I thank you for your detailed suggestions summarized below as:
1. There exists innocent common connections reported by the firewall
2. We can find the NAME of the IP address contacting us for clues
3. The content of the incoming packet may contain clues

Regarding the first interesting comment above:
- Is there a site where all the common innocent connections are listed?
- I searched (before I posted) and did not find one (but it may exist).
- If not, I don't mind starting a list (in this post perhaps?).

Regarding looking up the NAME of the IP address:
- WHY would my DNS provider suddently connect (this does not happen often)?
- I keep a list of the common contact requests & this isn't one of them.
- I said NO to the request & I don't see negative consequences.

Regarding the content of the incoming packets:
- Sygate Personal Firewall 5.6 provides a Yes/No/Details response
- The DETAILS button gives more information (cryptic to me, a novice).
- Again I wonder if there is a list of known non-dangerous contacts.
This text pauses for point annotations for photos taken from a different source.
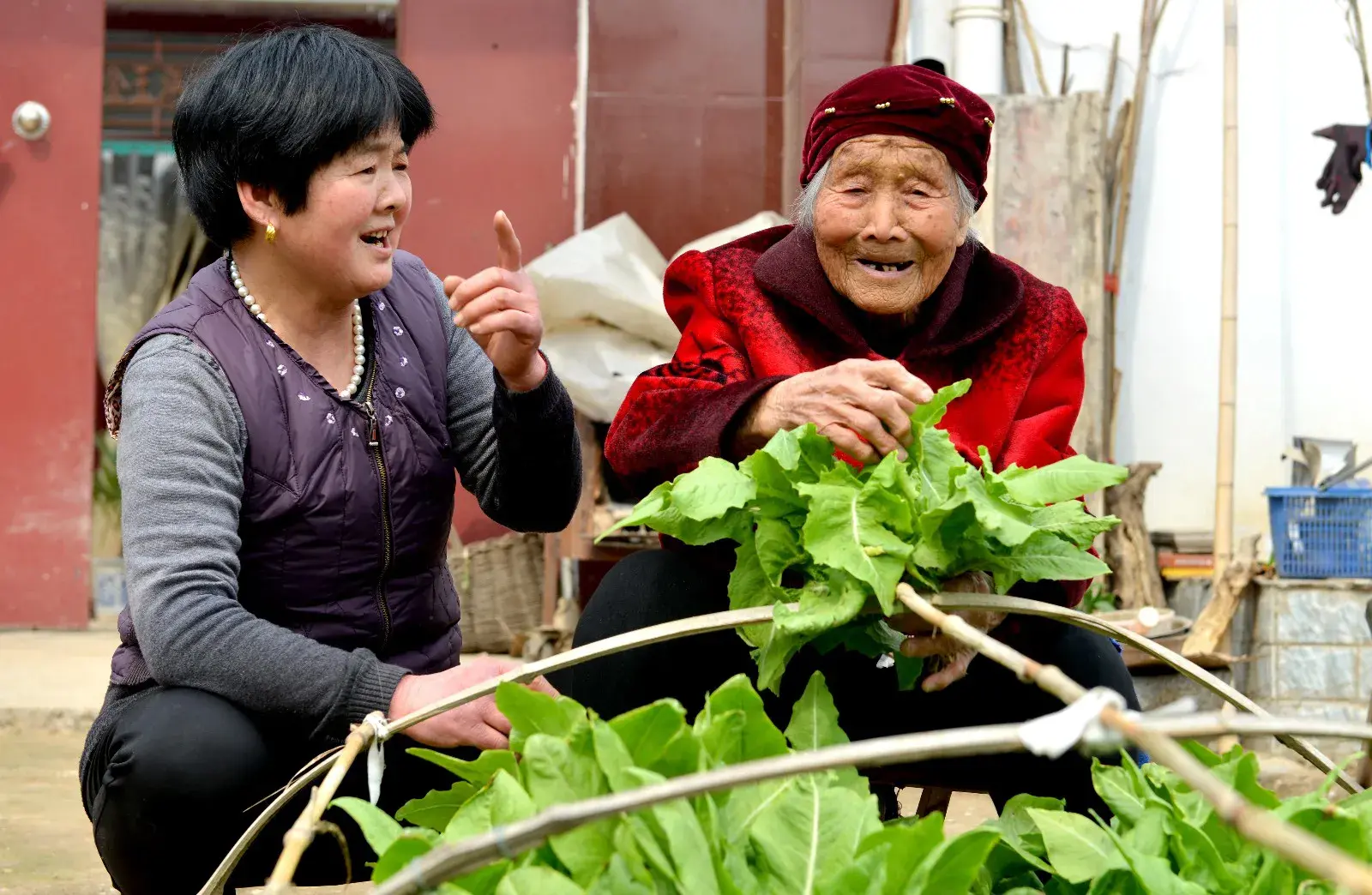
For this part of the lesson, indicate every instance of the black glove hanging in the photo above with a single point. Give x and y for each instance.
(1344, 171)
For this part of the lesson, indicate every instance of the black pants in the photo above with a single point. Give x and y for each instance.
(658, 586)
(180, 776)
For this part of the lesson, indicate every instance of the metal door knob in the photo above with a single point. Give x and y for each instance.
(31, 120)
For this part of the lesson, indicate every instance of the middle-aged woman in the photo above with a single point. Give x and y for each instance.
(290, 429)
(850, 319)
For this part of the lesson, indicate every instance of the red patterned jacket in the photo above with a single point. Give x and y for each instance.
(761, 309)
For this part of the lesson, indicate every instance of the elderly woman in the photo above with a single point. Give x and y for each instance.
(850, 319)
(292, 429)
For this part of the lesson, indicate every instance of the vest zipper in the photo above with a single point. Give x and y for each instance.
(374, 441)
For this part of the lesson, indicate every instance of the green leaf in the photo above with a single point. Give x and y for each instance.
(658, 737)
(775, 652)
(1198, 861)
(377, 826)
(1019, 829)
(885, 493)
(907, 846)
(935, 461)
(406, 847)
(954, 865)
(933, 412)
(1047, 557)
(711, 490)
(909, 669)
(556, 773)
(823, 604)
(1063, 481)
(612, 757)
(1152, 831)
(811, 833)
(814, 719)
(1077, 849)
(733, 726)
(484, 881)
(777, 497)
(1117, 788)
(478, 771)
(438, 808)
(530, 712)
(1117, 883)
(502, 802)
(617, 880)
(686, 843)
(844, 530)
(779, 548)
(537, 881)
(1070, 522)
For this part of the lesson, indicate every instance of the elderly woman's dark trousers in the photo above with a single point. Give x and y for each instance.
(656, 586)
(180, 776)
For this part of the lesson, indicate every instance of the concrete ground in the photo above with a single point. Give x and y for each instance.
(51, 685)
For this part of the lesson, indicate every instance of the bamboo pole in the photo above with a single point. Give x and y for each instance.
(1228, 303)
(1360, 45)
(1014, 68)
(1033, 47)
(471, 854)
(1019, 605)
(611, 646)
(1124, 194)
(1255, 824)
(720, 621)
(900, 39)
(302, 832)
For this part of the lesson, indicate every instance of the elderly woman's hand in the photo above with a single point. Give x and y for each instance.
(946, 659)
(864, 406)
(500, 308)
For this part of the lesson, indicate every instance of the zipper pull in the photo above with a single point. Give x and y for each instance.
(374, 431)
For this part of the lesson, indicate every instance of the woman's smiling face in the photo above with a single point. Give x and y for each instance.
(887, 223)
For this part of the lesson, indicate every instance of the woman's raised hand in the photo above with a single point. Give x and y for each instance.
(864, 406)
(478, 724)
(500, 308)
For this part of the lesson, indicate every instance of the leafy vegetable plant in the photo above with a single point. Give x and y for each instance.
(814, 530)
(820, 833)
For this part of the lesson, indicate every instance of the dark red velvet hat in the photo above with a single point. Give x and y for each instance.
(906, 100)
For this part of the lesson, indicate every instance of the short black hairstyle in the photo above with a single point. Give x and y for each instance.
(276, 107)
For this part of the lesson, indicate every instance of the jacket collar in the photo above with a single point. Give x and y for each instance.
(978, 296)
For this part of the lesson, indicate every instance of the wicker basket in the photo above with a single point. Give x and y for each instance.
(501, 586)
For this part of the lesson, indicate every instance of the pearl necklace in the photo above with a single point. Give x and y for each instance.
(358, 338)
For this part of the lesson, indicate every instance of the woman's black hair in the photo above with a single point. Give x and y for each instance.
(274, 109)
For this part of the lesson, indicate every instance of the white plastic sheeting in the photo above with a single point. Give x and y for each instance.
(601, 292)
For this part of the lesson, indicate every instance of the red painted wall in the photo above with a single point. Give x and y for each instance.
(502, 77)
(50, 199)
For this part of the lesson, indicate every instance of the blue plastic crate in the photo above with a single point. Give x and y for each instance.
(1321, 534)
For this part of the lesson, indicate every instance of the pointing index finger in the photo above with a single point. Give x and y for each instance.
(507, 243)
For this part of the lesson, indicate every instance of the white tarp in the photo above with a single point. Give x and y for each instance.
(601, 294)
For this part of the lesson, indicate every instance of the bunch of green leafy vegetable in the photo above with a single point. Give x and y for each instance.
(809, 833)
(820, 833)
(844, 537)
(1165, 839)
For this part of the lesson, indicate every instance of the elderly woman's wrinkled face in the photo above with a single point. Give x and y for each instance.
(887, 223)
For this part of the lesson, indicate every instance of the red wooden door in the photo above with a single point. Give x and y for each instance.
(50, 206)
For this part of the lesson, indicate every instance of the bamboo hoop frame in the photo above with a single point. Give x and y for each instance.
(611, 646)
(1154, 735)
(683, 628)
(1255, 824)
(471, 854)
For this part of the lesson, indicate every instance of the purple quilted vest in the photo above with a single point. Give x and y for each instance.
(346, 509)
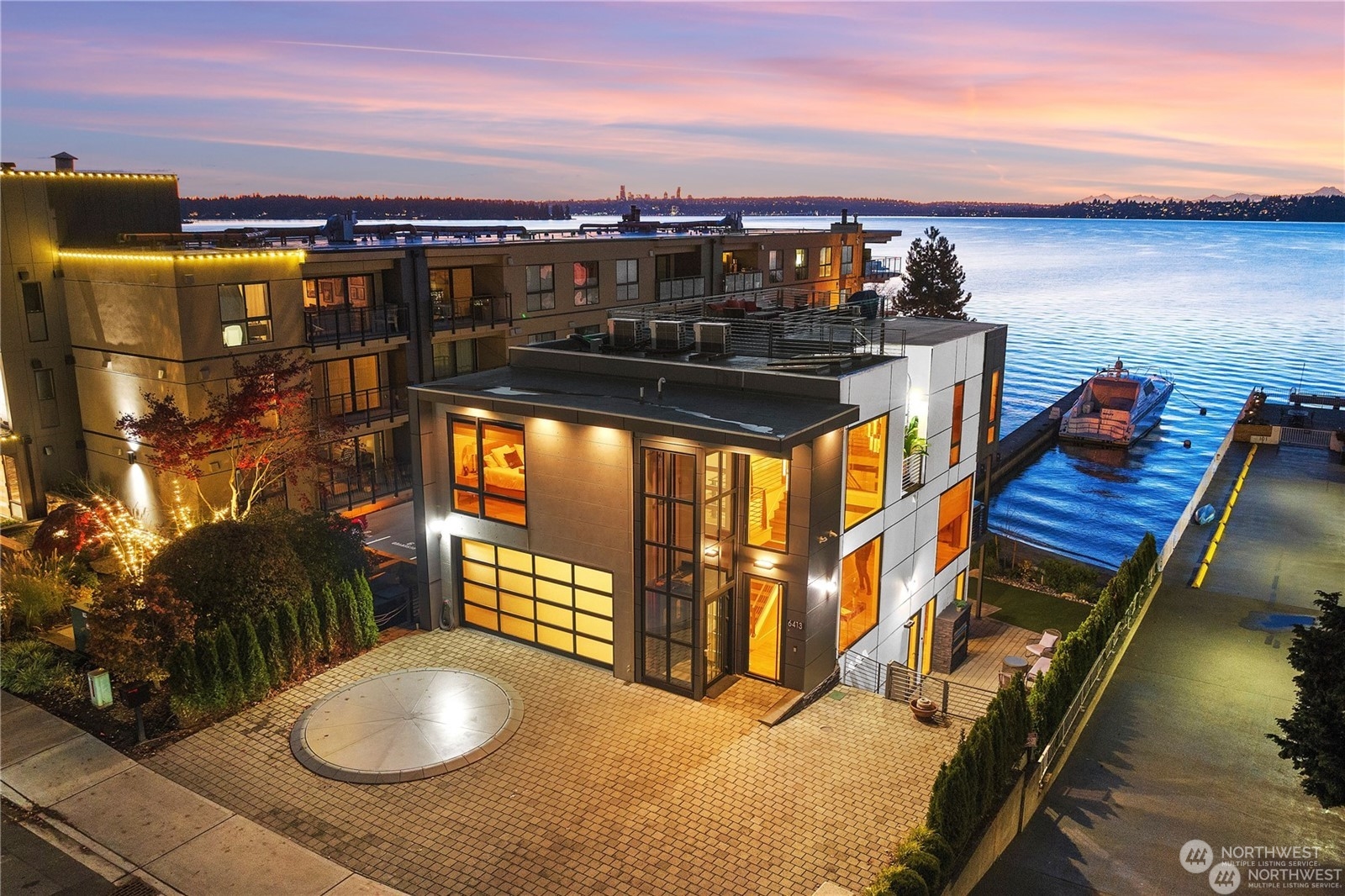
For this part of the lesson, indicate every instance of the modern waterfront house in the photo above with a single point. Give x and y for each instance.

For we novices who still desire basic firewall protection, it would be nice
to refer to a list of known generally non-dangerous requests to accept.
I'll post separately (as it's slightly OT) the list I maintain of what I
THINK are innocent requests (but I'm not sure) that I get every day so as
to START this desired list (if it doesn't exist already).

The particular message I posted from my DNS server does NOT happen often so
that is what startled me.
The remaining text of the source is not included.